By Allen Abshire, Health IT Operations Director (@AllenKnowsHIE)

As I walk into my doctor’s office, I am immediately greeted by name and asked to have a seat for a few minutes, and as I do, my phone chimes to inform me of a request to authorize payment for my visit.

As I wait, I use my Blue Button patient portal to review my medical information – a nifty account that links my provider, pharmacy and hospital along with my biometric wearable device that tracks my heart, pulse rate, physical activity and sleep patterns – and make sure that everything is up-to-date, from my pharmacy fill data to the discharge instructions from my recent hospital stay.

After a short wait, the nurse calls my name, and I’m taken to an exam room where she places a blood pressure cuff on my arm and scans my forehead to obtain my temperature while the table on which I’m sitting records my weight.
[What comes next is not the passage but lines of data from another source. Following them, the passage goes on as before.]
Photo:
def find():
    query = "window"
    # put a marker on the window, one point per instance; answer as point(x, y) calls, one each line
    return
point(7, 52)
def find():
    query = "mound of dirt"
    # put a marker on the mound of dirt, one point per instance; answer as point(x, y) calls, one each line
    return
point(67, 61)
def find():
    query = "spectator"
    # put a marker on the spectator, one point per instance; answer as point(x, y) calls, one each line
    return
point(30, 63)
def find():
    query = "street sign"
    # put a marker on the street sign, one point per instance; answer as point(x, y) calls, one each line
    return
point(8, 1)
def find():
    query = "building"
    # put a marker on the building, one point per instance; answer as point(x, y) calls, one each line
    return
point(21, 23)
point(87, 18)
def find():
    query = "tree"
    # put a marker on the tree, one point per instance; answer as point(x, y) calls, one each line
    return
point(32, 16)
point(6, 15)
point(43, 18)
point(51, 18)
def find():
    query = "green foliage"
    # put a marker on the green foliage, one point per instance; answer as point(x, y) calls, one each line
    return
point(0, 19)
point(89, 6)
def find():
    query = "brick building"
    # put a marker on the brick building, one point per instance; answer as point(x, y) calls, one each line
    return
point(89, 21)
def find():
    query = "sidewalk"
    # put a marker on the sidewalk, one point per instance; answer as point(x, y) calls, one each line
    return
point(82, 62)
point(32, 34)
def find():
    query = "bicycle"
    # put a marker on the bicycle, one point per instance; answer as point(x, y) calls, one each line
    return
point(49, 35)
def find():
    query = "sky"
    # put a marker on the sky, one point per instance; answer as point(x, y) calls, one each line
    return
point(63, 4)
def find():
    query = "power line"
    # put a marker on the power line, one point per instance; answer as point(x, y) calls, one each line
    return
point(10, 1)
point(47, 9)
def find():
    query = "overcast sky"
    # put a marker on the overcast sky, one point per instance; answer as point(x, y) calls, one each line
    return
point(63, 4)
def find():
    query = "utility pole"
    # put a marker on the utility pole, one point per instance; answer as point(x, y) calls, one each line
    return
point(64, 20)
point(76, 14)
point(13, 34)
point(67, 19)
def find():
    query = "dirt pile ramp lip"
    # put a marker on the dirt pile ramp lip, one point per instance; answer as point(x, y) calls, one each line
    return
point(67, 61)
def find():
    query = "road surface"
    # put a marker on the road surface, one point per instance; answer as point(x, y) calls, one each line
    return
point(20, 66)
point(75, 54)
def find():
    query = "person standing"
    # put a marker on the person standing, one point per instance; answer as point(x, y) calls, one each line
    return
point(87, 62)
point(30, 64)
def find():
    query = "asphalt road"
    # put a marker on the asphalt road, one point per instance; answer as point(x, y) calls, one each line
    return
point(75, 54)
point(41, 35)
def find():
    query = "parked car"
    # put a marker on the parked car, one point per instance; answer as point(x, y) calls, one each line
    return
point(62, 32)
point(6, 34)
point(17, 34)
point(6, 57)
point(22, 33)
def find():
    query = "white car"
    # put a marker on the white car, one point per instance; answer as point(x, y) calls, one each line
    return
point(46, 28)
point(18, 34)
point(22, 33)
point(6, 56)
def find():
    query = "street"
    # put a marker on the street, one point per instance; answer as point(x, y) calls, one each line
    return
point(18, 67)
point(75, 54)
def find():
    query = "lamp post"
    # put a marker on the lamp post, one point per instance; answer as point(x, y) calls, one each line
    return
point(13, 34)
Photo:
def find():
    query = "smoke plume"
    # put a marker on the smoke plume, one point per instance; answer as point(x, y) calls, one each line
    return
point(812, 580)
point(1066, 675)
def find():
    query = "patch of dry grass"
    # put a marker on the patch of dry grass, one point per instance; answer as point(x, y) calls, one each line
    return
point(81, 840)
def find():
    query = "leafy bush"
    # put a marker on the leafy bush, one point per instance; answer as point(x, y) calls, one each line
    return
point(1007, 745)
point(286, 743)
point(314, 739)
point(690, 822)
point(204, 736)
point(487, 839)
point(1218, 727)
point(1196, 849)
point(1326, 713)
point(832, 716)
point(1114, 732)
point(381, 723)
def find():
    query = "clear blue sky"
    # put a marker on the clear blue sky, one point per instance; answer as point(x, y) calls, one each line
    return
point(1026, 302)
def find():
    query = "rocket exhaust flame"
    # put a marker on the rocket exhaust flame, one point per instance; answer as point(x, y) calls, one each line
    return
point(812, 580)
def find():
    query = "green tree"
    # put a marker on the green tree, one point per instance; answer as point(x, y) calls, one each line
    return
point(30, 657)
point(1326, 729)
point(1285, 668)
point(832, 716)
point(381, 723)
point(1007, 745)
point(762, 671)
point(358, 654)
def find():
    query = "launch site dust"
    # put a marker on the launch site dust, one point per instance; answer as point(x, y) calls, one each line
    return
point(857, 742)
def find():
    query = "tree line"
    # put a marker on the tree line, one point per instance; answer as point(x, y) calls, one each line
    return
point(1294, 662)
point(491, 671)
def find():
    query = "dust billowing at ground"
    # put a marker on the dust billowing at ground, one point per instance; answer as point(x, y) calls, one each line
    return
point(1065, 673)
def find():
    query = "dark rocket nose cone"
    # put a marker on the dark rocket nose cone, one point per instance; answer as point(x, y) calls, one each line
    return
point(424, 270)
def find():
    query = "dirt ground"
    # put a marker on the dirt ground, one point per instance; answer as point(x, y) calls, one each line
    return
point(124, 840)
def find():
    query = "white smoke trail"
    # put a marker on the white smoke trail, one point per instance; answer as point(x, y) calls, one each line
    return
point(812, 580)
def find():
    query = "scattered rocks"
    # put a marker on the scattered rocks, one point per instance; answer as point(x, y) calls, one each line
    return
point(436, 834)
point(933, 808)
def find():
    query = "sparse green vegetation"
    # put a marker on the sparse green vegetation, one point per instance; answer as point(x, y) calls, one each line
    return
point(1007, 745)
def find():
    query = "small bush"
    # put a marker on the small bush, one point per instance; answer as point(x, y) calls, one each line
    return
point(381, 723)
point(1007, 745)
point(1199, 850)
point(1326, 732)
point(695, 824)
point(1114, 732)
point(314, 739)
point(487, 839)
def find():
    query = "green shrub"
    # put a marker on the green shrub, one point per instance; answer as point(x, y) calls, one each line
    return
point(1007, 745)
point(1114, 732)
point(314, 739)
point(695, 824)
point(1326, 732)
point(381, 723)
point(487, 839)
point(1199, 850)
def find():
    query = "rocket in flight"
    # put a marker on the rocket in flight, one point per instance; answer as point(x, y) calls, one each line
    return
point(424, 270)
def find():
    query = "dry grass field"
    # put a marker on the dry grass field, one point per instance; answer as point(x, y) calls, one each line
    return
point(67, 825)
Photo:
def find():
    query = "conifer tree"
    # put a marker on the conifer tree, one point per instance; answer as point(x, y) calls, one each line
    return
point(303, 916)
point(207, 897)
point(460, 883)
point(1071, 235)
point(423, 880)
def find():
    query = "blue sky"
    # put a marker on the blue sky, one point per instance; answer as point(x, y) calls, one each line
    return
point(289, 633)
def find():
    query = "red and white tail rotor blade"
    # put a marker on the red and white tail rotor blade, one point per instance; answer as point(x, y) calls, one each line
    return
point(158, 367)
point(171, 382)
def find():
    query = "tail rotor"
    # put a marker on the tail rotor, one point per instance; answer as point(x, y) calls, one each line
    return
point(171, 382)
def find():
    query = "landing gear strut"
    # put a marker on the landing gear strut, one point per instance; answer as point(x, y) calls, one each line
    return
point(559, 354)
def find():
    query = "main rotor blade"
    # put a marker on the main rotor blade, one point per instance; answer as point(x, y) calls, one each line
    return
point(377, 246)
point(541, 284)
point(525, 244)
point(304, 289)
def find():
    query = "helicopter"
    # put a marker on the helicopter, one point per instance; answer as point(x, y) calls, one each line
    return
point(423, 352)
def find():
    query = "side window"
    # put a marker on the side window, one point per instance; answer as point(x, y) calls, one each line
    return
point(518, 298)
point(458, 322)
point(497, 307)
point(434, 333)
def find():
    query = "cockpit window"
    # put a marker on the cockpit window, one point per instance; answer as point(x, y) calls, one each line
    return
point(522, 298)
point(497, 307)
Using a tablet, she notes that the data from those devices has been accepted into my electronic health record, and then she mentions that a notification has been received that the C-CDA from my hospital visit is available along with the lab work requested by my doctor prior to my visit today. She inquires about any issues or concerns I may have related to my procedure, and adds the fact that I have none to my electronic chart.

When my doctor enters the exam room, he is already reviewing my information via his own tablet. We discuss the reason for my visit, and he carefully reviews my discharge instructions from the hospital to ensure that I understand and am following them. He mentions by name the medication that I was prescribed when discharged, and he asks about any side effects. He pulls up the results of my lab work and discusses them with me. Together, we use this information to develop a care plan specific to me, and he makes certain that I have no questions when I leave.

That night, as I discuss my doctor’s visit with my wife, she reminds me that I’d wanted to ask about a certain exercise plan and whether or not it’s safe for me to try it. Using my phone, I send a secure direct message to my doctor via the patient portal, and 20 minutes later, I have my answer.

Two days later, my doctor messages me to check on my progress, and I respond to let him know that the medication I was prescribed seems to be working fine, the exercise plan is going well and I’m following my care plan to the letter, and I schedule a follow-up visit in 30 days.

This is the kind of health care experience those of us in health IT are referring to when we talk about ‘connected health care systems,’ and that level of connectivity is undeniably the future of health care.

A connected health care system is one that’s connected no matter where services are received – hospital, clinic, physical therapy, pharmacy, wearable devices, the gym, et cetera – and it’s effortless for health care providers across the care continuum to access the information generated within those settings.

It’s a system in which patients are able – and encouraged – to submit their own information through patient portals, and their providers can see and use that information to improve their care.

It’s a system that allows patient to access their information via any device, phone, tablet or personal computer, at any time.

But is it a system of the future?

Not necessarily.

The technology is in place now, and I feel fairly confident in saying that the aforementioned health care experience is the norm for some patients.

Just not for all patients.

Not yet, anyway.

But we’re getting close.

The silos that prevented this level of connectivity in the past are gradually being broken down. Patients’ health information is increasingly becoming digitized, thanks to growing comfort levels with technology. Providers are becoming ever more innovative in their use of the tools now available.

The future of connected health care systems will simply be the industry-wide acceptance and implementation of health IT across health care settings and throughout the care continuum.